The phrase in question is “there is no magic money tree”; and it is used with an almost clockwork regularity by those who oppose proposals like those contained in the current Labour manifesto. Free school lunches? No magic money tree. Free university tuition? No magic money tree. A properly funded NHS, or more generous disability benefits? No magic money tree. And so it goes on, in a litany of meanness and misery firmly based on the assumption that there is a finite amount of money in government coffers, and that to spend it in one place is automatically to take it from another.
And that might, I suppose, have been true, in the days when kings gathered taxes in gold pieces, and kept them in a chest. As Amber Rudd must very well know, though, the phrase when applied to the funds of a modern government is simply a lie. Sovereign governments with their own currency do have a “magic money tree”, in the shape of their ability both to borrow, and to issue as much currency as they please; and they use it all the time, to fund the kinds of spending they actually want to undertake.
So in the Labour manifesto issued last month, Jeremy Corbyn and his party say that they will spend something like an additional £50 billion a year on Britain’s struggling public services - notably education, health and social care. This is a lot of money, no question. It would raise total UK public spending by about 6.5 per cent, and would increase public-sector activity to perhaps 45 per cent of Britain’s gross domestic product, still quite low by west European standards, but higher than of late.
Yet the sums involved are not so huge as to be unthinkable or unachievable; on the contrary, a glance back through UK spending history shows that when it comes to “national security”, sums on this scale can be raised and spent without any mention of the “magic money tree” at all. In 2008, for example, the British government spent £137 billion within a few weeks on the rescue operation to save our principal banks from the consequences of their own greed and folly. Over the first decade of this century, the UK spent more than £20 billion on its unsuccessful and bloody wars in Afghanistan and Iraq.

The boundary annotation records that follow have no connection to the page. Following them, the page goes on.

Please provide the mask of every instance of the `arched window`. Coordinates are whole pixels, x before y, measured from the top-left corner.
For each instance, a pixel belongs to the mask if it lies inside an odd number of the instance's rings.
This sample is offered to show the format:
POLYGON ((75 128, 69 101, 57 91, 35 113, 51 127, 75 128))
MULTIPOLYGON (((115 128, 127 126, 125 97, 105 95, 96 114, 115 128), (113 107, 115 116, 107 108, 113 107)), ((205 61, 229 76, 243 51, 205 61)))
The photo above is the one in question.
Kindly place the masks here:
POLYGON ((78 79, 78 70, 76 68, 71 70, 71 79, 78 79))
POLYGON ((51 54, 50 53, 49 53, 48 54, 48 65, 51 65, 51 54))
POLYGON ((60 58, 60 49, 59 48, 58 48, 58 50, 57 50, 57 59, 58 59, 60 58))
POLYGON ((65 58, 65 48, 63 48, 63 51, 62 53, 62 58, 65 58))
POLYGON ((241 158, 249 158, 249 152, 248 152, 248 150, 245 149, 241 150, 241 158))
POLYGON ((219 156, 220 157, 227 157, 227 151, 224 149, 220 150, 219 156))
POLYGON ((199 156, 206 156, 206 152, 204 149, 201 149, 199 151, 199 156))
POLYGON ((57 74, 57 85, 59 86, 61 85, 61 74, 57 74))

And between 2009 and 2012, the Bank of England issued an eye-watering £375 billion of extra cash in what is politely known as “quantitative easing”. Even at the time, experts could be heard arguing that this newly-printed money would have a more helpful impact on the British economy if it was simply dropped from an aeroplane on to Britain’s poorer communities, helping the hard-pressed people there to exercise their pent-up demand for new shoes or washing machines or holiday breaks.
Yet instead, it seems it was mainly used to prop up the banking system, and help it rebuild its balances. While real wages fell into their longest decline in more than a century, £375 billion of new government money, over four years, was used not to change the system, or rebalance the British economy, or reinvest in our grassroots public services, but to keep things exactly as they were.
And you do not have to be a genius, in the world of arithmetic, to work out that that is a larger sum, per year, than Jeremy Corbyn now wants to spend on ordinary British people, and the basic public goods that keep a country physically and phsychologically healthy, and ready to meet future challenges. If we look around us, here in northern Europe, we can see that the countries that invest most in their people and their well-being are the ones with the strongest economies, and the most persuasive sense of their own future; the low-tax, low-spend model is for sleazy elected dictatorships, declining great powers, and offshore tax-havens with small populations.
So what is it, in British politics, that makes us shout “no magic money tree” whenever an anti-austerity politician points out this common-sense truth? We never say it when we go to war, we never say it when we buy arms; but the sight of politicians seeking to lavish some cash and some tender loving care on the ordinary people of Britain is enough to provoke this instant response of negativity and meanness, and this sudden false reduction of government finance to something like a household account.
I guess it might be sheer pain that triggers this reaction; I’ve had it tough, why should people in the future have it any better? It might be a genuine failure to understand how government finance works, eagerly encouraged by right-wing politicians; Margaret Thatcher pioneered the “household budget” fib, and it has played well ever since. It might be genuine conviction, of the Dickensian Gradgrind sort, that the world is harsh, unyielding place, and that government policy should always reflect that truth, whether it needs to or not.
If politics is to matter at all, though, sometimes it has to be an act of love, rather than of managerial bean-counting, combined with cringeing fear of those who are mightier than governments. To what seems like the surprise of the entire British people, this general election is shaping up into a pretty memorable battle between the forces of loving kindness, which would offer some care and investment to us after years of austerity, and the forces of mean-minded miserabilism, which would keep bearing down on the austerity button, while yelling about how Brexit will make us great. And while British voters - well trained in economic masochism - will most likely choose misery in the end, the sound of that costed cry of hope, among so much unnecessary pain, is still likely to change the shape of our island politics, for good.